Rae also posted on social media: “We have a Zionist in our midst harassing pro-Palestinians.”
There was a concerted effort on social media last summer to boycott Melanie’s shows (She had three different shows altogether.)
As Melanie said during a phone conversation we had last summer about what happened to her, “This is so ridiculous. I’m being harassed and bullied because I’m Jewish…it’s not about Israel.”

Eric Rae was relieved from his duties after Melanie complained to the Fringe office staff, Melanie noted during our conversation.

She adds that other Fringe employees also complained about Eric Rae’s behaviour:  “I wasn’t the only one who complained last year,” she wrote in an email sent today. “Several staff members complained, as Eric was not adhering to the Fringe policy that did not allow political symbols to be worn by staff. From what I heard, he refused to stop wearing it, and he did publicly target me. The Winnipeg Fringe upheld their safe spaces policy, and they were wonderful in the way they handled it.”
Further, Melanie was the target of an organized campaign on pro-Palestine social media calling for her shows to be boycotted.
(You can read the full story about what happened to Melanie, also to her mother during last year’s Edmonton Fringe Festival, at Melanie Gall.)

Just today we received another email from Melanie informing us that the same individual who targeted her last summer is targeting her again during this year’s Fringe Festival.
Melanie wrote: “Hi! Thanks so much for the mention in the preview article! I just wanted to let you know that Eric Rae is at it again.”
Attached to that email was a picture taken from Rae’s Instagram account.
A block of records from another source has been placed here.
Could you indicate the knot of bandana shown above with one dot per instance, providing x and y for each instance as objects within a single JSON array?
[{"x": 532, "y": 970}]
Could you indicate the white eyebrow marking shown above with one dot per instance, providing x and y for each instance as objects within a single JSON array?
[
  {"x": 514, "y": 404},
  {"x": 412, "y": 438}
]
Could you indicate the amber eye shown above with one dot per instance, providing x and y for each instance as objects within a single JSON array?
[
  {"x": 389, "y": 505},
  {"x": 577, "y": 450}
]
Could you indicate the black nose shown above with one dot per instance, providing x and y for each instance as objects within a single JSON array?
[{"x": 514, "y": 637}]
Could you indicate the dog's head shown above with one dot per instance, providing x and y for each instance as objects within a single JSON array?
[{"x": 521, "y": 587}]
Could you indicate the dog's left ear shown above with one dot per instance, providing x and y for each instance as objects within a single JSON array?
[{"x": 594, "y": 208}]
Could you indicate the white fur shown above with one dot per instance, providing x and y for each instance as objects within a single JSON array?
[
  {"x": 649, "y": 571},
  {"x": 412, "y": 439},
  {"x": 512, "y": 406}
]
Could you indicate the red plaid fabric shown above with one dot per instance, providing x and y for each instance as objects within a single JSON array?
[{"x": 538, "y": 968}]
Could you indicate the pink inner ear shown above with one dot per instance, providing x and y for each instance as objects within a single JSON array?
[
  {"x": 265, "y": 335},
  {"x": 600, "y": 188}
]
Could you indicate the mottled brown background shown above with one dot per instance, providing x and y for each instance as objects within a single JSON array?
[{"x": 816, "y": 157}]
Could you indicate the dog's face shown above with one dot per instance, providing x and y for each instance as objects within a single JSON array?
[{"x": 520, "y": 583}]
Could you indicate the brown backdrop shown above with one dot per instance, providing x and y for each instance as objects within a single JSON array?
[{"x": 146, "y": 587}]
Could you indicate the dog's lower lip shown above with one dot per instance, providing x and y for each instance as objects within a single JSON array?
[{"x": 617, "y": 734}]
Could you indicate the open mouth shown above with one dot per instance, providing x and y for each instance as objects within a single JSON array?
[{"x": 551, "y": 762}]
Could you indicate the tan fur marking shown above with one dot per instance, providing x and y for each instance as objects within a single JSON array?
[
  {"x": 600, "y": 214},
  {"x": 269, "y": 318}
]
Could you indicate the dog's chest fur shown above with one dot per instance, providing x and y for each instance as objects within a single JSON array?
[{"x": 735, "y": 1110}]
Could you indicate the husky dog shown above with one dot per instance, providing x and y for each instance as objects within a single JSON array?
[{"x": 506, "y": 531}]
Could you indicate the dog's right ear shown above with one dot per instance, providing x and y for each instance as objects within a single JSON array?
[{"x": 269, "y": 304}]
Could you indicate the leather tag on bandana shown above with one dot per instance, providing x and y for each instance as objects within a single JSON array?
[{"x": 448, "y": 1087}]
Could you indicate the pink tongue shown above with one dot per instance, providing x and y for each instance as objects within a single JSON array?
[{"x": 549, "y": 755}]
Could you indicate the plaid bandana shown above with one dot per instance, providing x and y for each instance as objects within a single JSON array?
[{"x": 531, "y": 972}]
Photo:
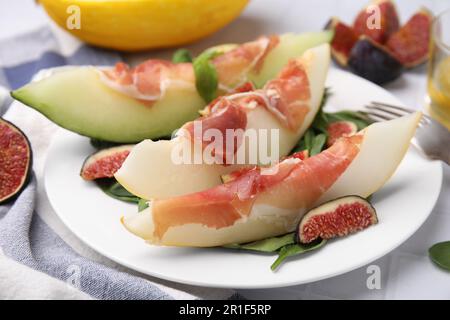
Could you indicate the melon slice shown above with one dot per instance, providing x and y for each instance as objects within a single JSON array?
[
  {"x": 77, "y": 99},
  {"x": 217, "y": 216},
  {"x": 150, "y": 172}
]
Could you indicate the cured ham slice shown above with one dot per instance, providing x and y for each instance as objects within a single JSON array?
[
  {"x": 233, "y": 66},
  {"x": 288, "y": 104},
  {"x": 149, "y": 80},
  {"x": 261, "y": 203}
]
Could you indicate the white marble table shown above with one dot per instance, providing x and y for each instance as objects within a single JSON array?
[{"x": 406, "y": 273}]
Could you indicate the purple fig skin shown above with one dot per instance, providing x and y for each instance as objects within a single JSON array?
[{"x": 373, "y": 62}]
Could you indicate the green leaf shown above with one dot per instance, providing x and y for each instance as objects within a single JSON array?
[
  {"x": 142, "y": 205},
  {"x": 318, "y": 144},
  {"x": 294, "y": 250},
  {"x": 440, "y": 254},
  {"x": 115, "y": 190},
  {"x": 206, "y": 79},
  {"x": 266, "y": 245},
  {"x": 182, "y": 55}
]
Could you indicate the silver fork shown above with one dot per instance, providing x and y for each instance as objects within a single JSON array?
[{"x": 431, "y": 138}]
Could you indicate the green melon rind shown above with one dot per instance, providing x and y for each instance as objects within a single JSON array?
[
  {"x": 102, "y": 113},
  {"x": 77, "y": 100}
]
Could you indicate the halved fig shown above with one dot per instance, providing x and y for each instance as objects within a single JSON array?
[
  {"x": 336, "y": 218},
  {"x": 343, "y": 40},
  {"x": 104, "y": 163},
  {"x": 410, "y": 45},
  {"x": 15, "y": 160},
  {"x": 267, "y": 202},
  {"x": 338, "y": 129},
  {"x": 373, "y": 62},
  {"x": 377, "y": 21}
]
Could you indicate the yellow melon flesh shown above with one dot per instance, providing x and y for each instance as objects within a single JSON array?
[
  {"x": 150, "y": 173},
  {"x": 365, "y": 175}
]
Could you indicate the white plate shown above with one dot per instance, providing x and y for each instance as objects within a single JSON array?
[{"x": 403, "y": 205}]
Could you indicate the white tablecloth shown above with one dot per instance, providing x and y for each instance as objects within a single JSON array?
[{"x": 406, "y": 272}]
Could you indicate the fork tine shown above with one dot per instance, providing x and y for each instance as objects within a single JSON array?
[
  {"x": 379, "y": 117},
  {"x": 397, "y": 110},
  {"x": 392, "y": 106}
]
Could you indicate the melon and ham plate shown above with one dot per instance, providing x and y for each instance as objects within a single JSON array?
[
  {"x": 263, "y": 202},
  {"x": 287, "y": 104},
  {"x": 129, "y": 104}
]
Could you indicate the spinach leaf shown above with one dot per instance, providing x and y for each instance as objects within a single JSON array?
[
  {"x": 440, "y": 254},
  {"x": 142, "y": 205},
  {"x": 206, "y": 78},
  {"x": 182, "y": 55},
  {"x": 296, "y": 249},
  {"x": 266, "y": 245},
  {"x": 115, "y": 190}
]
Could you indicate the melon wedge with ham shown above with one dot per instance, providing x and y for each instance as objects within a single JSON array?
[
  {"x": 262, "y": 203},
  {"x": 287, "y": 104},
  {"x": 129, "y": 104}
]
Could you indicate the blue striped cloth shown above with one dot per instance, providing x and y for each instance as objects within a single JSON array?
[{"x": 24, "y": 236}]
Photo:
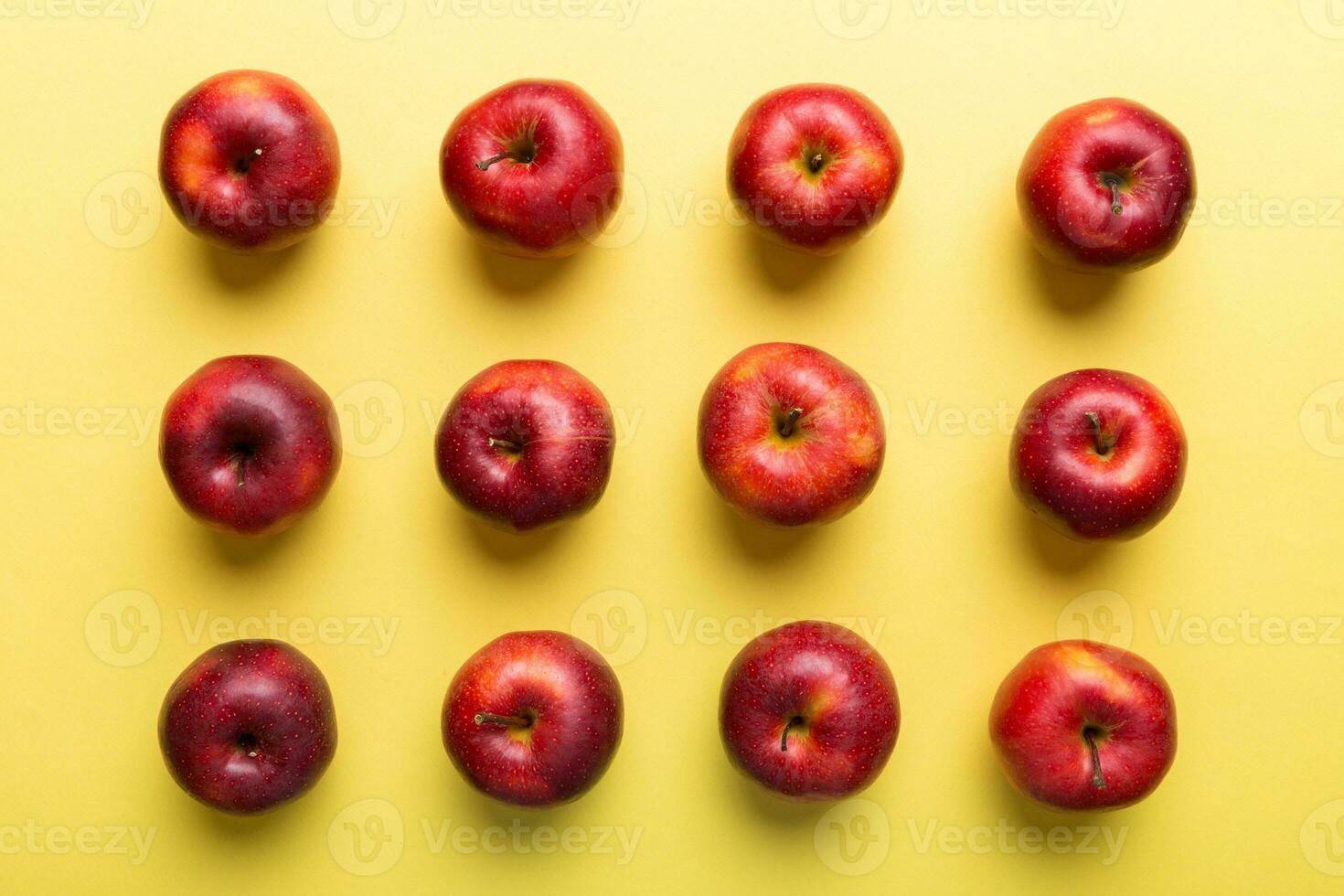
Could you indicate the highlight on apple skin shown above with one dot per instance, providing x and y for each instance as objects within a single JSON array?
[
  {"x": 534, "y": 168},
  {"x": 249, "y": 726},
  {"x": 1083, "y": 726},
  {"x": 526, "y": 443},
  {"x": 815, "y": 166},
  {"x": 249, "y": 162},
  {"x": 249, "y": 443},
  {"x": 809, "y": 710},
  {"x": 789, "y": 435},
  {"x": 532, "y": 719},
  {"x": 1098, "y": 455},
  {"x": 1106, "y": 187}
]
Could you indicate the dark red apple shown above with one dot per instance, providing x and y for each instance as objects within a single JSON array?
[
  {"x": 815, "y": 166},
  {"x": 249, "y": 162},
  {"x": 532, "y": 719},
  {"x": 1098, "y": 454},
  {"x": 1083, "y": 727},
  {"x": 1106, "y": 187},
  {"x": 249, "y": 443},
  {"x": 249, "y": 726},
  {"x": 526, "y": 443},
  {"x": 789, "y": 435},
  {"x": 534, "y": 168},
  {"x": 809, "y": 709}
]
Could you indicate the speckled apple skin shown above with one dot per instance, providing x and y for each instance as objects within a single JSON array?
[
  {"x": 841, "y": 689},
  {"x": 265, "y": 403},
  {"x": 817, "y": 212},
  {"x": 565, "y": 430},
  {"x": 245, "y": 698},
  {"x": 558, "y": 202},
  {"x": 1054, "y": 695},
  {"x": 575, "y": 709},
  {"x": 286, "y": 142},
  {"x": 1086, "y": 496},
  {"x": 831, "y": 463},
  {"x": 1067, "y": 208}
]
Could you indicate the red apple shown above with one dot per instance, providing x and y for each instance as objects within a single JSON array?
[
  {"x": 789, "y": 435},
  {"x": 534, "y": 168},
  {"x": 1085, "y": 727},
  {"x": 815, "y": 166},
  {"x": 532, "y": 719},
  {"x": 1106, "y": 187},
  {"x": 809, "y": 709},
  {"x": 248, "y": 726},
  {"x": 249, "y": 162},
  {"x": 249, "y": 443},
  {"x": 526, "y": 443},
  {"x": 1098, "y": 454}
]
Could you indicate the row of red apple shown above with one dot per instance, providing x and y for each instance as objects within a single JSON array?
[
  {"x": 808, "y": 709},
  {"x": 788, "y": 434},
  {"x": 535, "y": 169}
]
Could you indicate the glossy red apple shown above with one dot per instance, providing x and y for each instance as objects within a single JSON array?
[
  {"x": 1106, "y": 187},
  {"x": 249, "y": 726},
  {"x": 815, "y": 166},
  {"x": 1098, "y": 454},
  {"x": 534, "y": 718},
  {"x": 534, "y": 168},
  {"x": 1085, "y": 727},
  {"x": 249, "y": 443},
  {"x": 789, "y": 435},
  {"x": 249, "y": 162},
  {"x": 526, "y": 443},
  {"x": 809, "y": 709}
]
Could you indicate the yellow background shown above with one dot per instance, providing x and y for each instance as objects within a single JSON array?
[{"x": 944, "y": 308}]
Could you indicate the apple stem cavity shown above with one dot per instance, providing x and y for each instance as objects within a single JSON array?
[
  {"x": 786, "y": 425},
  {"x": 1101, "y": 440},
  {"x": 508, "y": 721},
  {"x": 1113, "y": 183},
  {"x": 1098, "y": 779},
  {"x": 519, "y": 157}
]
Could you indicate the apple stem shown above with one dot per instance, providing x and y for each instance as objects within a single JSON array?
[
  {"x": 485, "y": 163},
  {"x": 508, "y": 721},
  {"x": 1113, "y": 182},
  {"x": 1098, "y": 779},
  {"x": 1104, "y": 443}
]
As of the writing of this post, Melanie said that she is out of town for three days and is not aware whether any of her posters have been defaced – the way they were last summer.
She did add, however, that “I assume by ‘make her feel unwelcome’ (which is what is written on one of the pictures on Rae’s Instagram account) he is planning something. Ugh.” 
Melanie also said that “The one post is too close to a threat to ignore.”

In a subsequent email Melanie also sent a screenshot of an exchange that took place on Rae’s Instagram account between him and someone who goes by the handle “Kat Cat.”

If we hear more about what’s been happening to Melanie we’ll update this article.